Budget CBK Rotterdam
€ 10000,00

Year of award
2018

Request type
R&D subsidy

Chants in stadiums are a spatial phenomenon. The way in which one voice starts, what is taken over and goes through the space, is a spatial movement that Jan Adriaans would like to convert into a sound artwork that encloses the visitor. Working with sound is new to him, but the underlying social theme is in line with his earlier work on group formation and identity: “In my opinion, identities are artificial, posited from a compulsive Self, because the free individual does not really exist.” In art much attention is paid to identity, but with this work Adriaans would like to approach identity not purely from a culture point of view, but mainly from the behavioral mechanisms that can also be found in other animal species. The result of Swarming Chants, on group behaviour, was to be included by curator Kris Dittel in an exhibition in V2_ on post-humanist philosophy.

Adriaans began his artistry with photography, after studying in that direction at St. Joost and Post St. Joost. He exhibited at platforms such as Nest, TENT and foreign venues and festivals. Gradually he broadened his work with video, performative work and text. Through these avenues he reflects on human behavior – patterns of power, authority and cultural patterns such as sport within capitalist structures. In 2017 he obtained his master's degree at the Dutch Art Institute and further studies in post-humanism and artificial intelligence, an intelligence with which he also wanted to analyze the choirs in Swarming Chants. The R&D committee thought it was an interesting set-up, also because of the international collaborations it entails.

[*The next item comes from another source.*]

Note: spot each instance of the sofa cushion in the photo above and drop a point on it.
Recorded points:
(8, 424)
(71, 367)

Adriaans thus started a process to make recordings - technically more complex than planned - at football matches in Poland, Rotterdam and France. Thanks in part to instructive collaborations, it has been technically accomplished. He translated the recordings into an audiovisual work, which was shown at TENT and V2_ during the Post Opera exhibition. In addition, it developed some offshoots: for example, he designed performances that became part of the work. “It is a work on which I can still reflect a lot, and which will generate new ideas for work.”